The Bible actually gives a reason for the latter part of the above instruction, where all the people, including children and babies, are killed. It seems that poor, limited God is afraid that any survivors would "contaminate" his precious Israelites and win them over to foreign gods. He couldn't stand the competition, I guess. How children and babies might "contaminate" the chosen people is not made clear. One thing is very clear, however. By modern standards of morality, the above activities constitute war crimes of the first order.
Fundamentalist apologists tie themselves in knots trying to explain why none of the above constitutes immoral behavior. "If God does it, it must be okay," they speculate 3. God, no doubt, also supported the Spanish Inquisition and its torturing of victims. Is there anything that cannot be justified in the name of God?

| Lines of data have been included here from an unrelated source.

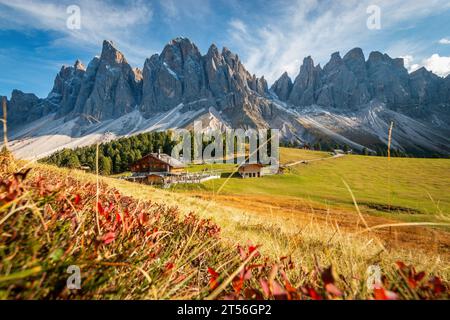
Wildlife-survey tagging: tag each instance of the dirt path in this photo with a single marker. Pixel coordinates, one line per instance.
(313, 160)
(301, 211)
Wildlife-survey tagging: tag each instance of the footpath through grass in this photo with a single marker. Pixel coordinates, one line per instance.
(404, 188)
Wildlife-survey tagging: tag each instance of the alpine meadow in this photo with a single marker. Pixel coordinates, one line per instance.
(305, 158)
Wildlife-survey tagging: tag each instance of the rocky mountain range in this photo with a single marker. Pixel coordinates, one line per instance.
(350, 101)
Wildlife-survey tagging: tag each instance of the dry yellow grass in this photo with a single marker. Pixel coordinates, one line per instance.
(315, 238)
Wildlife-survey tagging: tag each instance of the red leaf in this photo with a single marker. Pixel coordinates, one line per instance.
(265, 287)
(109, 237)
(382, 294)
(213, 283)
(77, 199)
(213, 272)
(332, 289)
(169, 266)
(313, 294)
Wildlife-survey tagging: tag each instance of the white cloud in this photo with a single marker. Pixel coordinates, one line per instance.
(239, 26)
(317, 28)
(439, 65)
(100, 20)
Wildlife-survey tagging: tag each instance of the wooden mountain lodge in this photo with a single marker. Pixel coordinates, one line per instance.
(158, 163)
(163, 170)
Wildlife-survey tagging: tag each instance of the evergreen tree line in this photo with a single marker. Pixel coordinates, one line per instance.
(118, 155)
(114, 156)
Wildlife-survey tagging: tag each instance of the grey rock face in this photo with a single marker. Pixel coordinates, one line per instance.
(115, 90)
(340, 85)
(182, 75)
(282, 87)
(66, 88)
(425, 87)
(24, 107)
(351, 82)
(389, 80)
(306, 84)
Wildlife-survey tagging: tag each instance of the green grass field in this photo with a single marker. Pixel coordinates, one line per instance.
(408, 189)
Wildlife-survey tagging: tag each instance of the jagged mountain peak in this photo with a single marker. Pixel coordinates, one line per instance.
(79, 65)
(111, 54)
(183, 81)
(355, 54)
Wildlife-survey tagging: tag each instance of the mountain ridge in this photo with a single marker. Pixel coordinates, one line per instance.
(181, 85)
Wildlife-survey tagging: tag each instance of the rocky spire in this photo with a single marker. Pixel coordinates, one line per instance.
(282, 87)
(306, 84)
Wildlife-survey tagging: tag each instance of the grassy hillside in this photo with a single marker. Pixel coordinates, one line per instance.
(404, 188)
(149, 245)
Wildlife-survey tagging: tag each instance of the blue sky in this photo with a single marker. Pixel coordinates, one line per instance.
(270, 36)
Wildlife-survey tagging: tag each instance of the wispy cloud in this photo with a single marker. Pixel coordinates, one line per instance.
(438, 64)
(99, 20)
(316, 28)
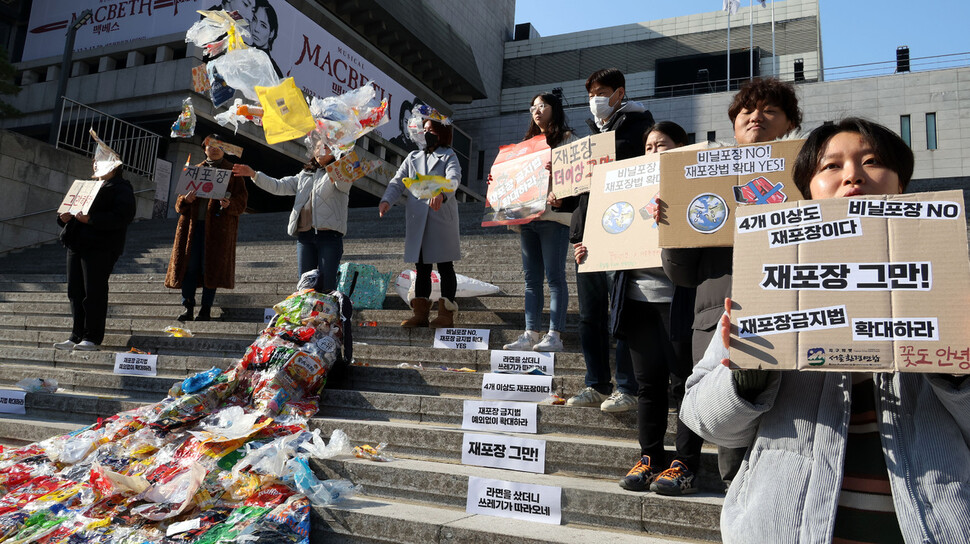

The working brain will have nothing to do with such drivel. It immediately recognizes that a moral god is totally incompatible with the above scenario. Common sense tells us that God, if he were truly powerful and good, could have selected any number of solutions superior to the wholesale slaughter given in the Bible. If you stop and think about it, I'm sure that you, too, could find some improvements on God's supposed solution.
On the brighter side, things may not have been that bad. Archaeological digs have destroyed the idea that Joshua just marched in and took over in a bloody conquest. Even the Bible (Judges) strongly contradicts that idea. It may surprise you to learn that the Canaanite civilization was quite advanced, and as far as language and religion went, they were very similar to the Israelites. The Bible tells us that Solomon hired artisans from Tyre (part of Canaan) to work on God's Temple, because they were able to do the metal-work and other artistic jobs that were beyond the reach of Israelite artisans.
Archaeological work at Jericho by Kathleen Kenyon indicates that its walls had been down 300 years before Joshua arrived on the scene. Joshua would have found, if that, a small, seasonal occupation on part of the site. There were no grand walls for him to knock down! There was no city to conquer! A number of cities in the Moses-Joshua tales have stubbornly refused to show any evidence of existence at the time of their "conquest." Ai, for example, was vacant when Joshua "conquered" it. Most likely, the Israelite take-over of Canaan was by slow settlement and assimilation. The supposed exodus from Egypt, if it ever occurred, involved only a handful of Israelites who left no evidence of their presence in the Sinai. The great majority of Israelites probably lived in Canaan, possibly as part of an outlying population that later became independent. William Stiebing, Jr. will give you a good feeling for the problems scientists and scholars have with the Exodus. Do read his book, Out of the Desert?, which was published by Prometheus Books in 1989.
NOTES
3. The theologian has not demonstrated that God, in fact, has done these deeds. He or she is merely proposing that God did them because the Bible says so. However, if the Bible attributes questionable deeds to God, then it undermines its own credibility.